The narrative is no better. Like Chinatown we have a character that goes for the money and stays for the mystery but features little or no involvement. Plot points are telegraphed from far, twists are not only late coming, but unsurprising and throughout your left at an arms length distanced from the story. Bad times from the man who turned New York City into a satanic tomb for Mia Farrow. In no way did I feel involved in what was going on and nor did it seem to matter and while I'm not looking for a cliched car chase or explosion to grab my attention, I was more than a little miffed that none of the films talk gripped me. The film is also a little insulting with some of the films moments of plot. Not to ruin the film on purpose but, considering how sensitive the material often is this man left alone?

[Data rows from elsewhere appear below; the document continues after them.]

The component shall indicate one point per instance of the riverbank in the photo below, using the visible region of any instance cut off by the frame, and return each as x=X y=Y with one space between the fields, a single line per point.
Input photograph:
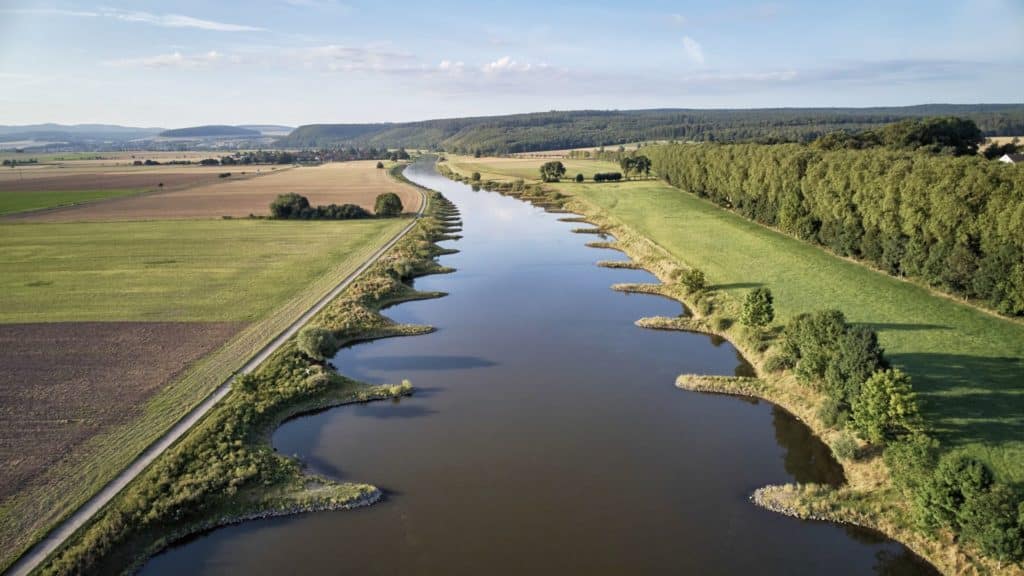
x=224 y=470
x=867 y=499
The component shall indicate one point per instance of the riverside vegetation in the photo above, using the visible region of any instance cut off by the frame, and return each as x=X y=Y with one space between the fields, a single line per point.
x=224 y=470
x=946 y=505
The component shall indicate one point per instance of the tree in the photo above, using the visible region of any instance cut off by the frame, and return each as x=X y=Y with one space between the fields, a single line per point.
x=693 y=280
x=956 y=479
x=290 y=205
x=552 y=171
x=989 y=521
x=316 y=342
x=388 y=205
x=886 y=407
x=758 y=309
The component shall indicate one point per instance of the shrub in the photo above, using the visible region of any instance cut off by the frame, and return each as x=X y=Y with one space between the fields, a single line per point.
x=886 y=407
x=552 y=171
x=693 y=280
x=316 y=342
x=777 y=364
x=911 y=460
x=956 y=480
x=758 y=309
x=388 y=205
x=989 y=521
x=290 y=205
x=845 y=448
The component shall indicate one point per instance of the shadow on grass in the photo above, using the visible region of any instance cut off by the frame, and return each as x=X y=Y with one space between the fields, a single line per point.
x=884 y=326
x=967 y=398
x=736 y=285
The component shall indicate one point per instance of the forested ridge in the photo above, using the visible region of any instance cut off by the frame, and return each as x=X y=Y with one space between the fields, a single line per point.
x=553 y=130
x=955 y=222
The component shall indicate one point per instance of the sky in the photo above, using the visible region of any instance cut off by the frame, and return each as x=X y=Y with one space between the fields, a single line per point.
x=299 y=62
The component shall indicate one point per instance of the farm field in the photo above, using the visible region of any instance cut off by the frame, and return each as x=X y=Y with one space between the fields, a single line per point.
x=966 y=364
x=127 y=326
x=525 y=168
x=339 y=182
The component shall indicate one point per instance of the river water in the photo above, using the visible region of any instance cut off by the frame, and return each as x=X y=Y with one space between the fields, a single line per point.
x=545 y=436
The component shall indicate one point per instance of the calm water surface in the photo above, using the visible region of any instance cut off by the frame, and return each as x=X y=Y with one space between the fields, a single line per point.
x=545 y=436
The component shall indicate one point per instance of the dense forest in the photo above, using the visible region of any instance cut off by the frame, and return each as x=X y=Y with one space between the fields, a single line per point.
x=553 y=130
x=954 y=221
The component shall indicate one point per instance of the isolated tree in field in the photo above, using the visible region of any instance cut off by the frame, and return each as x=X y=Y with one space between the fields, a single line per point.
x=886 y=407
x=316 y=342
x=388 y=205
x=758 y=307
x=641 y=164
x=289 y=205
x=552 y=171
x=693 y=280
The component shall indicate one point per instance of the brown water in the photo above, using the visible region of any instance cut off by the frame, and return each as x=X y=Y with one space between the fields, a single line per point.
x=545 y=436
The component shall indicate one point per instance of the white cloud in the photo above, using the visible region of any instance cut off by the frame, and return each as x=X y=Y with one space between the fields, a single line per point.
x=174 y=59
x=694 y=52
x=506 y=64
x=178 y=21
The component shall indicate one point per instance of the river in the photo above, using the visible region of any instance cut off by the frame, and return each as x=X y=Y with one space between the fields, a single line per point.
x=546 y=436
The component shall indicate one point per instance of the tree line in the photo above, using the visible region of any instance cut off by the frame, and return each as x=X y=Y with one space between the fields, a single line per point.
x=955 y=222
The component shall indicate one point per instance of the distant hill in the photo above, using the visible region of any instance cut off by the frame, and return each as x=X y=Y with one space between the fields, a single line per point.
x=268 y=129
x=76 y=132
x=211 y=131
x=548 y=130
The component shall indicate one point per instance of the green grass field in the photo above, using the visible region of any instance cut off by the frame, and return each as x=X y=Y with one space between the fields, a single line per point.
x=967 y=365
x=13 y=202
x=525 y=168
x=170 y=271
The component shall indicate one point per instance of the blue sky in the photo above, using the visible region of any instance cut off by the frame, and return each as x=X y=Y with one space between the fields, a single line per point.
x=296 y=62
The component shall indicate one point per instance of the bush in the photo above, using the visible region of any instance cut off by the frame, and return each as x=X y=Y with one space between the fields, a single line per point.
x=886 y=407
x=777 y=364
x=316 y=342
x=845 y=448
x=758 y=309
x=693 y=280
x=989 y=521
x=911 y=460
x=388 y=205
x=552 y=171
x=957 y=479
x=290 y=205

Performance wise, the film varied from dead eyed (McGregor), to miscast (Cattrall). Other displays fared better; Brosnan and Williams are high points, but all in all the there wasn't really anything to write home about. The same can be said from the films drab visuals which did as much to isolate me as a viewer as the characters relationships.

The Ghost is full of nods to the filmmakers earlier works but unfortunately the whole film feels Polanski-lite to me. It's a film that did little to excite or involve me in the slightest. A film I expected more from but gained nothing out of it. Philistine I may be, but at least this philistine has a copy of Chinatown at home to enjoy.